Been doing some timing adjustments on this.










Later,

William


----------



## JonW (Mar 23, 2005)

Omega 1000m for me...


----------



## mylo (Feb 8, 2008)

Back at work. I brought the Autozilla this time.


----------



## magnet (Mar 20, 2008)

This today. Panerai 111...


----------



## thunderbolt (May 19, 2007)

Still wearing this.


----------



## jbw (May 6, 2008)

Wearing this atm.










Then this if it's delivered today.


----------



## Toshi (Aug 31, 2007)

Pre moon Speedie Pro today


----------



## Rinaldo1711 (Apr 11, 2007)

DA37 today - have a good weekend eveerybody.


----------



## Silver Hawk (Dec 2, 2003)

I think I'll go for this one today  ...it's not been on my wrist for a long time h34r: .


----------



## jasonm (Nov 22, 2003)

Ive been wearing the 8 for the last couple of days


----------



## hippo (Jun 27, 2006)

jasonm said:


> Ive been wearing the 8 for the last couple of days


Nice shot Jase 

This one for me  Sorry about the dust!!


----------



## cookie520 (Jan 7, 2008)

The PO for me today...


----------



## williamsat (Feb 21, 2005)

Accutron 'Railroad Approved'


----------



## chris l (Aug 5, 2005)




----------



## chris l (Aug 5, 2005)

Toshi said:


> Pre moon Speedie Pro today


20 second exposure?!

Lovely watch.... one day....


----------



## [email protected] (Jan 19, 2007)

Hi

Bathys today










Paul


----------



## Dave ME (May 7, 2005)

Wearing the Speedbird 3 today, but now on a canvas strap:


----------



## Steve's Dad (Dec 19, 2007)

Trias Ger-asian today. Great watch for people who wear reading glasses (like me)....you can tell them time without looking for your glasses first!


----------



## BondandBigM (Apr 4, 2007)

This one today


----------



## Griff (Feb 23, 2003)

Seiko Bellmatic, *27 jewels!!!* 

In superb condition


----------



## Filterlab (Nov 13, 2008)

Friday usual, my beloved MM on Toshi:


----------



## Kevin Glover (Oct 14, 2008)

This one for me today, only had it since Christmas and it's hardly been off my wrist. Collecting my Speedmaster 125 on Sunday though so that may change!


----------



## mach 0.0013137 (Jan 10, 2005)

Still wearing these two B)

*Tudor Oyster-Prince 34 7909, cal. 390 17 jewels(?) circa 1950s (?)& Rolex Oysterdate Precision 6694, cal.1225 17 Jewels c.1968.*


----------



## Toshi (Aug 31, 2007)

chris l said:


> Toshi said:
> 
> 
> > Pre moon Speedie Pro today
> ...


Thanks Chris

Yes, 20 seconds, hence the movement in the minute hand


----------



## dombox40 (Oct 20, 2008)

I,m out tonight so its the dressy rado automatic.


----------



## mattbeef (Jul 17, 2008)

thunderbolt said:


> Still wearing this.


Ill shameless use your photo to show that im wearing my 15 today  but on the bracelet.

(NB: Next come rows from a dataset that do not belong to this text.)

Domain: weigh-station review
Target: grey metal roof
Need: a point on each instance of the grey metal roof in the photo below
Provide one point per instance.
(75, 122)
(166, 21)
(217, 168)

Will just have to tell the 710 about it now h34r:


----------



## Sparky (Nov 2, 2005)

This one today, but on a black Nato now

Sinn EZM2










Have a great weekend all!

Mark


----------



## jaslfc5 (Jan 2, 2007)

had a hospital appointment this morning counting folicles ,so it was dress up friday for me .










jason.


----------



## dapper (Jun 18, 2004)

jaslfc5 said:


> jason.


I like that RW, very handsome :thumbsup:


----------



## 17bex (Oct 6, 2008)

The white Speedy for me today.... with Hirsch medici.. Lurvly


----------



## jaslfc5 (Jan 2, 2007)

dapper said:


> jaslfc5 said:
> 
> 
> > jason.
> ...


thanks mate ,they have a bad rep but its a nice thin classic looking dress watch that goes great with a suit ,if i had the money again id buy something different but its a keeper so ill enjoy it now and again.

jason.


----------



## PhilM (Nov 5, 2004)

hippo said:


> This one for me  Sorry about the dust!!


Nice SD Hippo :thumbsup:

BTW I thought you would of have a better close up of the laser coronet









Anyway I'm going with it's baby brother today


----------



## thunderbolt (May 19, 2007)

mattbeef said:


> thunderbolt said:
> 
> 
> > Still wearing this.
> ...


Mine's going back on the bracelet for tomorrow evening, wearing it to go to a dinner party. 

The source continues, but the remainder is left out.